YES in fact it appears to check all the boxes. I have not tried storing a project in Github or running a local copy yet.
I used my brian32768@github account to access it.
I was able to run an arcgis task in it.
Can I install arcgis module?
Of course you can.
Create a notebook and install conda:
# 1. Install Conda and make Conda packages available in current environment !wget https://repo.anaconda.com/miniconda/Miniconda3-latest-Linux-x86_64.sh !chmod +x Miniconda3-latest-Linux-x86_64.sh !sudo bash ./Miniconda3-latest-Linux-x86_64.sh -b -f -p /usr/local import sys sys.path.append('/usr/local/lib/python3.7/site-packages/')
Install a package:
!sudo conda install -y arcgis -c esri
Use it:
from arcgis import gis as GIS gis = GIS(portal="", username="", password="") cm = gis.content maps = cm.search("", item_type='Web Map', outside_org=False,max_items=-1) thismap = 0 for map in maps: thismap += 1 print(f"{thismap}: {map.title}")
Okay, so that took all of 10 minutes.
Point goes to Deepnote.
What about scheduling?
Yes, another point for Deepnote. See How to schedule a notebook
Running locally
In theory I can run in a Docker, but I have to set up access to the Google docker repos.
It does not seem like they want me to do this. So I won't, I will use Zeppelin.
Put this in a Dockerfile
FROM gcr.io/deepnote-200602/templates/deepnote RUN wget https://repo.anaconda.com/miniconda/Miniconda3-latest-Linux-x86_64.sh -O ~/miniconda.sh RUN bash ~/miniconda.sh -b -p $HOME/miniconda ENV PATH $HOME/miniconda/bin:$PATH RUN conda install python=3.7 ipykernel -y RUN conda install <insert packages here> -y RUN python -m ipykernel install --user --name=conda ENV DEFAULT_KERNEL_NAME "conda"
docker build -t deepnote .
It fails because I don't have access to the Google data. See https://docs.deepnote.com/integrations/google-container-repository
Git integration
You can store projects in github. https://docs.deepnote.com/integrations/github
Zeppelin
docker run -p 8080:8080 --rm --name zeppelin apache/zeppelin:0.10.0
Okay now what -- that worked. I can type Python in a browser window and run it.

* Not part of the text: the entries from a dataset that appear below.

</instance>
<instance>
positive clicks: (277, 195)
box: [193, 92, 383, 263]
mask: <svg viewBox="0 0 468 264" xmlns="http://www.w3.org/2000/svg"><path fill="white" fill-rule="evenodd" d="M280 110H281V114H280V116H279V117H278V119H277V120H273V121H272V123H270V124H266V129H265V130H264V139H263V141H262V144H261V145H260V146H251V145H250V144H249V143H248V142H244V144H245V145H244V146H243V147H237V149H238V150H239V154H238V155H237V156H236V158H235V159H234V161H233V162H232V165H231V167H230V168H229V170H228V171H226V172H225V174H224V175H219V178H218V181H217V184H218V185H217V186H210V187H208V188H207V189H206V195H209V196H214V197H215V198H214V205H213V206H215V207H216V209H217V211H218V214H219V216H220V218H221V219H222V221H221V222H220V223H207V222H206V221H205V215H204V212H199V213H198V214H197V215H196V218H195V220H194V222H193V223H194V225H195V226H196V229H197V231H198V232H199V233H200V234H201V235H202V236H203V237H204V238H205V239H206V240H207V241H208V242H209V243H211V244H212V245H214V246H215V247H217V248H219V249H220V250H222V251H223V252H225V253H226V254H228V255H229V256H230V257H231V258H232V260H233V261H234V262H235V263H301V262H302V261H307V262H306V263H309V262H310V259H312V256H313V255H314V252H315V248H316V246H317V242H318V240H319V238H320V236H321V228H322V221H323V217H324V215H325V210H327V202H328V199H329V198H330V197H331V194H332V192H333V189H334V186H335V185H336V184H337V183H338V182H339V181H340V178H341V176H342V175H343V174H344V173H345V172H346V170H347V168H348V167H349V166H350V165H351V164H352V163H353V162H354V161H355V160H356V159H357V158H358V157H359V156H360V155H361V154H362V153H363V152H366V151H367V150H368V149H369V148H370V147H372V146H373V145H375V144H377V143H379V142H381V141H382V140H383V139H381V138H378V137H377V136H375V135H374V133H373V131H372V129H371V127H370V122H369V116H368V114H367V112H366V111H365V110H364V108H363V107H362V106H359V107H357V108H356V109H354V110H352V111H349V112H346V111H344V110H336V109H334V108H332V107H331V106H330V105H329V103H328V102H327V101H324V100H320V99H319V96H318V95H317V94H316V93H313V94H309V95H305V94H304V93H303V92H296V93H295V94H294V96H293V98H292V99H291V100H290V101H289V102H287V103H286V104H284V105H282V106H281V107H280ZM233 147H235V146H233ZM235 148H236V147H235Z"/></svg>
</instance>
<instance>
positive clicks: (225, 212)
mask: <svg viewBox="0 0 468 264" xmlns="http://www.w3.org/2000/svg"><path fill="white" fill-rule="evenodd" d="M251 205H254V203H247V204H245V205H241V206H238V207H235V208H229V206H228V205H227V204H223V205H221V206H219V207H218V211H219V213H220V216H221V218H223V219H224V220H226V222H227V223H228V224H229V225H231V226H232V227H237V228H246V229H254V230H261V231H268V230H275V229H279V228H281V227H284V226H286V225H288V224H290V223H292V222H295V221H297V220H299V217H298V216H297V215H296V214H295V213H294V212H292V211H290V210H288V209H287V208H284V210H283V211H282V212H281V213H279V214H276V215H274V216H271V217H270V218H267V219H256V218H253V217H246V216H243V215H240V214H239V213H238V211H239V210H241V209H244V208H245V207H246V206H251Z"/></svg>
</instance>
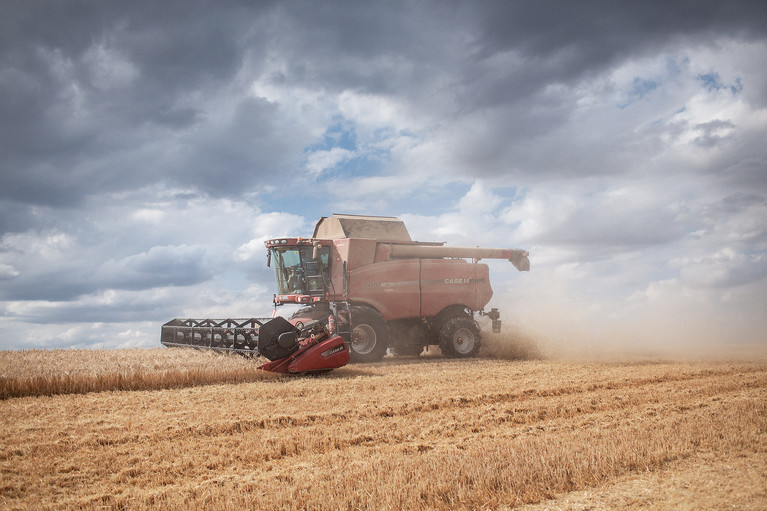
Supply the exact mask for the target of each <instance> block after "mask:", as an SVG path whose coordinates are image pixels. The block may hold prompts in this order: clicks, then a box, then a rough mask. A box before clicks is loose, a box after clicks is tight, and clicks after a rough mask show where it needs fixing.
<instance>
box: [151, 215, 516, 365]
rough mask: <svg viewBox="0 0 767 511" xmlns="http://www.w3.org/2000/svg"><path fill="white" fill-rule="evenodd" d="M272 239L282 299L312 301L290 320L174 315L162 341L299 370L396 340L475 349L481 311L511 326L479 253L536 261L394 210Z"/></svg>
mask: <svg viewBox="0 0 767 511" xmlns="http://www.w3.org/2000/svg"><path fill="white" fill-rule="evenodd" d="M265 245H266V248H267V265H268V266H274V270H275V275H276V278H277V288H278V291H279V293H278V294H276V295H275V296H274V304H275V306H279V305H283V304H302V305H305V307H303V308H302V309H300V310H299V311H297V312H296V313H295V314H293V316H292V317H291V318H290V319H289V320H285V319H283V318H275V319H274V320H271V321H269V320H267V319H258V318H250V319H243V320H235V319H225V320H213V319H204V320H193V319H174V320H172V321H170V322H168V323H166V324H165V325H163V327H162V340H161V342H162V344H164V345H166V346H193V347H196V348H203V349H214V350H219V351H229V352H238V353H242V354H246V355H258V354H261V355H264V356H267V358H269V359H270V360H272V362H269V363H267V364H265V365H264V366H262V368H263V369H266V370H272V371H274V370H277V371H279V372H296V373H300V372H310V371H320V370H329V369H333V368H335V367H340V366H342V365H344V364H345V363H346V360H348V358H349V356H351V360H353V361H358V362H373V361H377V360H380V359H381V357H383V356H384V355H385V354H386V351H387V349H388V350H390V351H391V352H392V353H393V354H395V355H418V354H420V353H421V352H422V351H423V349H424V347H427V346H429V345H438V346H440V348H441V350H442V353H443V354H444V355H446V356H452V357H470V356H474V355H476V354H477V352H478V351H479V347H480V330H479V325H478V324H477V322H476V320H475V317H474V316H475V314H478V315H487V316H488V317H489V318H490V319H491V320H492V328H493V331H496V332H497V331H500V328H501V321H500V313H499V311H498V309H496V308H493V309H491V310H490V311H489V312H485V310H484V308H485V306H487V304H488V303H489V301H490V298H491V297H492V295H493V291H492V288H491V287H490V277H489V269H488V266H487V265H486V264H482V263H480V262H479V261H480V260H481V259H506V260H508V261H510V262H511V263H512V265H514V267H515V268H516V269H517V270H519V271H528V270H529V269H530V261H529V259H528V252H527V251H525V250H520V249H498V248H479V247H476V248H475V247H449V246H445V245H444V243H441V242H418V241H412V240H411V238H410V234H409V233H408V231H407V228H406V227H405V224H404V223H403V222H402V221H401V220H399V219H397V218H393V217H372V216H356V215H337V214H336V215H333V216H331V217H323V218H321V219H320V221H319V222H318V223H317V226H316V227H315V229H314V234H313V235H312V237H311V238H308V239H304V238H277V239H272V240H268V241H266V242H265ZM467 259H469V260H470V261H471V262H469V261H467ZM323 332H324V333H323ZM283 336H284V337H283ZM323 336H325V337H323ZM320 337H323V340H321V341H317V339H318V338H320ZM280 339H282V341H280ZM339 339H340V341H339ZM330 341H333V342H332V347H330V345H326V344H325V343H329V342H330ZM267 343H268V344H269V346H275V345H276V346H280V347H281V348H282V350H283V351H280V350H273V351H270V350H269V348H268V347H267ZM282 344H285V345H286V346H288V347H289V349H291V350H293V351H291V352H290V353H287V351H284V350H288V348H285V347H283V346H282ZM319 346H323V348H321V349H320V348H319ZM325 346H328V347H325ZM333 350H338V351H333ZM320 352H321V353H320ZM329 352H332V353H331V354H330V355H328V353H329ZM342 352H343V353H345V355H341V353H342ZM323 354H325V355H323ZM272 357H274V358H272ZM318 357H319V358H318ZM344 358H346V360H344ZM288 359H290V362H286V361H287V360H288ZM310 360H311V362H309V361H310ZM277 368H279V369H277ZM291 368H292V369H291ZM282 369H285V371H283V370H282Z"/></svg>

Can I do the same things I did in Deepnote to install the arcgis module?
- You don't have to install conda, it's already installed for you.
- Nothing actually works the way you expect.
- I gave up.
Fails--
%python.conda install arcgis -c esri
Polynote
Runs on Apache Spark.
Python depends on pip, strangely awkward. Moving on.

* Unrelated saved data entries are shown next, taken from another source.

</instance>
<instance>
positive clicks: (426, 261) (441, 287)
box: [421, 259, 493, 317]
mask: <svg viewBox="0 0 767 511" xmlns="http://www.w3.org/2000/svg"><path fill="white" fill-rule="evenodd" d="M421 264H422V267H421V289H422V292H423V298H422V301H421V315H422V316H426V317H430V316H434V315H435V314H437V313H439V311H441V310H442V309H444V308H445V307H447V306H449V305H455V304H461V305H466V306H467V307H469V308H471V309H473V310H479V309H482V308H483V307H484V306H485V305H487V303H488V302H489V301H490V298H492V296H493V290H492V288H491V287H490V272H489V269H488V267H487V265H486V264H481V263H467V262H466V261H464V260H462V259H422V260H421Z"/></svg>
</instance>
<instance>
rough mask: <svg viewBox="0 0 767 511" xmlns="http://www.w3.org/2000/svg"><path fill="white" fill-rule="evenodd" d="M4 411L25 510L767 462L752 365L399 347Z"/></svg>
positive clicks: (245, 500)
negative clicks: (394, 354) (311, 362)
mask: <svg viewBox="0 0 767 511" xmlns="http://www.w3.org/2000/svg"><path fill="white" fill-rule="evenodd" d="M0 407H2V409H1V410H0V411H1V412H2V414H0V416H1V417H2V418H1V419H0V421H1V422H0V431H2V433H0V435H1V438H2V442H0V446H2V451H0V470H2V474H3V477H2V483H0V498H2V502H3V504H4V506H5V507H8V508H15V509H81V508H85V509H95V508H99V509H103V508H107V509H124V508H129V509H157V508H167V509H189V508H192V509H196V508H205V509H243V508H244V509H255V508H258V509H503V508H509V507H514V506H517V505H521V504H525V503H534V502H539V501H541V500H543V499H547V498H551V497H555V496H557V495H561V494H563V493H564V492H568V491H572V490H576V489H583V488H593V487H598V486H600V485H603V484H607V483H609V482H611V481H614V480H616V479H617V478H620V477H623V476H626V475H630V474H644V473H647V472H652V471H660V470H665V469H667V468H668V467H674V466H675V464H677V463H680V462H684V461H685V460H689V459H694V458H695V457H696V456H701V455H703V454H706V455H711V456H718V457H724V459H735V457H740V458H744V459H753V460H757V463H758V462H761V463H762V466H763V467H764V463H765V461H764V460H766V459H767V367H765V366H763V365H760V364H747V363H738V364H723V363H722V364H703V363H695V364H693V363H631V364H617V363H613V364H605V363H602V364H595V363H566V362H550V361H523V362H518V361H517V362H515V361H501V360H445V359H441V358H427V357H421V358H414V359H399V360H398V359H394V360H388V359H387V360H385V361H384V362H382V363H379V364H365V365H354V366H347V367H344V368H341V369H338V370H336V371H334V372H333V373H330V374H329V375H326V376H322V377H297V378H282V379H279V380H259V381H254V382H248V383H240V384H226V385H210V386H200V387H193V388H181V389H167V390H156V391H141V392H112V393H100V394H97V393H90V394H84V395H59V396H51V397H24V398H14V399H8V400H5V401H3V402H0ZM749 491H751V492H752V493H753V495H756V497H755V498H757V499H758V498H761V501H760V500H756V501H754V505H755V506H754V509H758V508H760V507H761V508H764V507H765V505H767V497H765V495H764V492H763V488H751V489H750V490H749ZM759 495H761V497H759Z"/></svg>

Install https://polynote.org/latest/docs/installation/ In Docker, they give me a blank page with an "edit" pencil. Huh. https://polynote.org/latest/docs/docker/ See also https://hub.docker.com/r/polynote/polynote :-) And for actual instructions, see https://github.com/polynote/polynote/tree/master/docker
cat > config.yml listen: host: 0.0.0.0 storage: dir: /opt/notebooks mounts: examples: dir: examples
Then run this; if you don't create 'notebooks', Docker will create it and it won't be writeable.

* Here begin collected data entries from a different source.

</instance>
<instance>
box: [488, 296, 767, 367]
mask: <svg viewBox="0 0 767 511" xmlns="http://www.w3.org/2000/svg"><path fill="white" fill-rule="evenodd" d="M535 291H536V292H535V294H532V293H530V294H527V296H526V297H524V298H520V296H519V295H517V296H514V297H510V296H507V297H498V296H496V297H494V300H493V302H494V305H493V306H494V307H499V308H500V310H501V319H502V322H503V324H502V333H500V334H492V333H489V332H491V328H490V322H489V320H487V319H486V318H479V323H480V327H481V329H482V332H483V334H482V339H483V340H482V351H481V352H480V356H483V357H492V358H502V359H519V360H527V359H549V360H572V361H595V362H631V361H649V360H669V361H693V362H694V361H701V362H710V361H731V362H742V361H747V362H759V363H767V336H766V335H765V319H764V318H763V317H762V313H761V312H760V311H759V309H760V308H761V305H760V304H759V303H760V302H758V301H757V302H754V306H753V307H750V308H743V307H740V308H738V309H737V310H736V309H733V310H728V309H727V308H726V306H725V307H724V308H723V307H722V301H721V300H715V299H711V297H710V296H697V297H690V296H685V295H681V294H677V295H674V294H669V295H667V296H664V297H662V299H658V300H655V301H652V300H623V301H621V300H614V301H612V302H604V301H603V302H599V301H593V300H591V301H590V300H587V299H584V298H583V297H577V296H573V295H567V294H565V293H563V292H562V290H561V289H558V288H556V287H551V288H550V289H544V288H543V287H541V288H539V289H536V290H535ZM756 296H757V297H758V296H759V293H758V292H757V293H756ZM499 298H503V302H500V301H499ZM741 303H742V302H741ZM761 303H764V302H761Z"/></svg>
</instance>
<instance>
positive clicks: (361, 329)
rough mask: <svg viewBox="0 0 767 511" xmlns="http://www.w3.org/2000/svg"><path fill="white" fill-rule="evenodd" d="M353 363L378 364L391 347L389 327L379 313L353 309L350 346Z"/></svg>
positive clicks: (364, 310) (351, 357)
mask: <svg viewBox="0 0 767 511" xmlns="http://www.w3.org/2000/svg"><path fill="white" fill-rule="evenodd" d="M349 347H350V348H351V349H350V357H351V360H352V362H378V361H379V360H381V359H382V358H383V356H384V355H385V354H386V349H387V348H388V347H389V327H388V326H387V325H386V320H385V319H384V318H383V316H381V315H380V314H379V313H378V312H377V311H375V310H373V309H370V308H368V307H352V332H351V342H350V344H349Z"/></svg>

mkdir notebooks docker run --rm -it -p 8192:8192 -p 4040-4050:4040-4050 -v `pwd`/config.yml:/opt/config/config.yml -v `pwd`/notebooks:/opt/notebooks/ polynote/polynote:latest --config /opt/config/config.yml
Then go to http://cc-testmaps:8192/
I might be able to create my own image with arcgis pre-installed in it?
I was able to download and install Miniconda interactively, which means I should be able to run it in a Dockerfile?
JupyterHub
Looks insanely complicated.
CoCalc
"On Prem" = $999 / year
The list says it's "Open Source" but look like that is no longer true.
nteract (sic)
Not even sure what this is.
Querybook
Forget this, there is no option to use Python. QueryBook is "science for dummies". Might be a great way to experiment with SQL queries.
It's friendly though. I wonder if I can tone that down: FRIENDLINESS_LEVEL=10 # Default:10 Set to an integer, 0-10
Looks like it wants a lot of memory.
git clone https://github.com/pinterest/querybook.git cd querybook make
http://cc-testmaps.clatsop.co.clatsop.or.us:10001/
Did not complete. If I can't start a service in a docker, I'm thinking it's time to move on. So unfair of me, and yet, I've already seen two candidates for this project that look promising, DeepNote and Zeppelin.
Okay okay I gave it a second try. I just want to see its web page. It's spitting out lots of warning messages but in fact it did start. I can see redis, mysql, elasticsearch, a "scheduler", a "worker", and a web server.